We describe the simulation environment and the workload we use to evaluate the performance of NATSA.

#### 5.1. Simulation Environment

We simulate general-purpose cores using an in-house integration of *ZSim* [84], whose front-end is *Pin* [63], with *Ramulator* [53] [82]. ZSim is a simulator which can model 1) general purpose cores (both in-order and out-of-order cores), and 2) the conventional cache hierarchy. Ramulator is a cycle-level and extensible DRAM simulator that provides a wide variety of memory models, including DDR4 [46] and HBM [55]. We use *McPAT* [59] for power estimations.

For the NATSA accelerator, we use the *gem5* [15] and *Aladdin* [91] integration developed in [96]. Aladdin provides performance, area, and power estimations for a system-on-chip accelerator by requiring the equivalent C implementation of the accelerator design. Aladdin estimates the performance, power, and area of the accelerator within 0.9%, 4.9%, and 6.6% compared to that provided by RTL flows, but over  $100 \times$  faster [91]. As Aladdin does not model the memory subsystem, we need to simulate it using gem5.

For a fair comparison, we evaluate our baseline platform (see the evaluated platforms below) in both ZSim and gem5 frameworks using the same workload (see Section 5.2). We obtain up to 10% simulated time reduction using ZSim with respect to gem5 (i.e., the baseline system performs slightly better with ZSim). As a consequence, the performance benefits of NATSA with respect to the baseline simulated using gem5, would be even higher. However, we choose ZSim since simulations of manycore systems with ZSim are orders of magnitude faster than gem5 simulations [84], and this allows for the evaluation of general-purpose core platforms with large time series. For both general-purpose cores and accelerators, we obtain the power consumption of the memory system using the Micron Power Calculator [2], which we feed with the bandwidth usage from Ramulator and gem5, respectively.

Using these simulation environments, we define several representative hardware platforms for the evaluation:

- DDR4-OoO (*Baseline*): A conventional DDR4-based system with eight four-wide out-of-order cores at 3.75GHz. Each core has 32KB private L1 instruction/data caches and a private 256KB L2 cache. The cores share an 8MB L3 cache. The main memory is a dual channel 16GB DDR4-2400 with 38.4GB/s of memory bandwidth.
- DDR4-inOrder: A conventional architecture using 64 inorder cores at 2.5GHz. Each core has only a single level of private 32KB instruction/data caches. The main memory is the same DDR4 as in the baseline system. We use this simple core-cache configuration to compare with the following NDP general-purpose-core system.
- HBM-OoO: An NDP architecture with eight four-wide outof-order cores at 3.75GHz. Each core has 32KB private L1 instruction/data caches and a private 256KB L2 cache.
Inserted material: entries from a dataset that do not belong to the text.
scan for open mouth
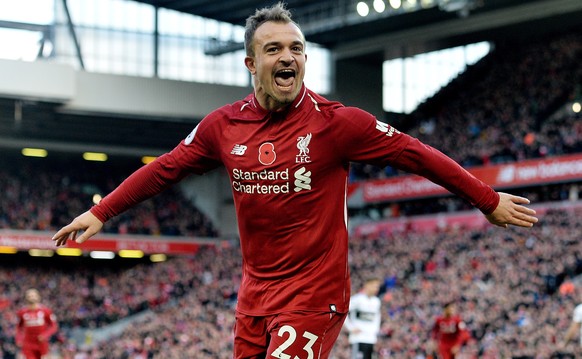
[275,69,295,88]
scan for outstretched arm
[485,192,538,228]
[53,211,103,246]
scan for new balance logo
[230,143,247,156]
[376,120,400,137]
[294,167,311,192]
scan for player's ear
[245,56,257,75]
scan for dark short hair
[245,1,299,56]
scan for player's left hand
[485,192,538,228]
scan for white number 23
[271,325,317,359]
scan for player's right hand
[52,211,103,246]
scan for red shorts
[234,311,346,359]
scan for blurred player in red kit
[16,289,58,359]
[431,302,471,359]
[53,3,537,359]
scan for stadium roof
[132,0,582,61]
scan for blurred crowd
[351,33,582,181]
[0,209,582,359]
[0,154,219,237]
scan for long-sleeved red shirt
[91,87,499,315]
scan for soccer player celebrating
[16,288,58,359]
[53,3,537,358]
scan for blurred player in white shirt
[344,278,382,359]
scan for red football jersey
[16,305,58,344]
[91,87,499,315]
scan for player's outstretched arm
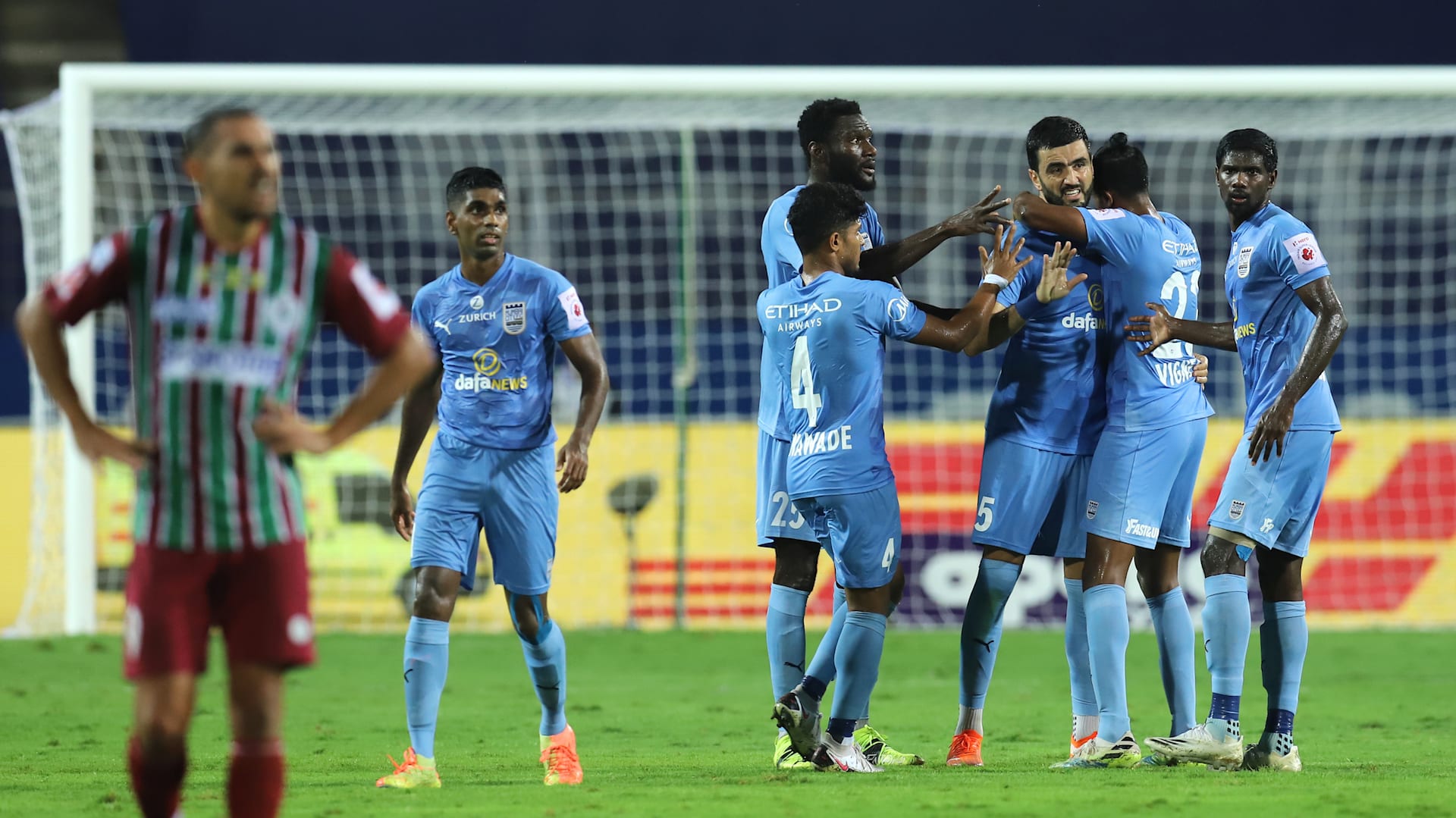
[910,227,1031,353]
[855,185,1010,281]
[1122,301,1239,349]
[1249,275,1350,462]
[1010,191,1087,245]
[14,293,155,469]
[389,364,446,540]
[556,332,611,494]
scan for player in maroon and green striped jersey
[16,109,435,818]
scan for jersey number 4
[789,335,824,429]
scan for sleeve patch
[556,287,587,331]
[1284,233,1326,274]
The main memory is a 4GB 3D-stacked HBM2 that provides a throughput of 256GB/s.
- HBM-inOrder: An NDP architecture with 64 in-order cores at 2.5GHz. Each core has a single level of private 32KB instruction/data caches. The main memory is a 4GB 3D-stacked HBM2 that provides a throughput of 256GB/s.
- NATSA: Our NDP accelerator with 48 PUs at 1GHz. Each PU has access to a private scratchpad memory of 1KB. The main memory is the same 4GB 3D-stacked HBM2 as in the HBM-OoO and HBM-inOrder platforms.

#### 5.2. Workload

We use two real datasets and five synthetic datasets to evaluate the performance of NATSA against state-of-the-art architectures. The two real datasets are electrocardiogram (ECG) and seismology data obtained from [98] and [107]. We use these real datasets to 1) verify the correctness of the *matrix profile* computed by NATSA (the same approach used in [107]) and 2) evaluate the effect of using single-precision versus double-precision (see Section 6.5). We generate the five synthetic datasets of different representative lengths [112] for performance evaluation using MATLAB, as shown in Table 1.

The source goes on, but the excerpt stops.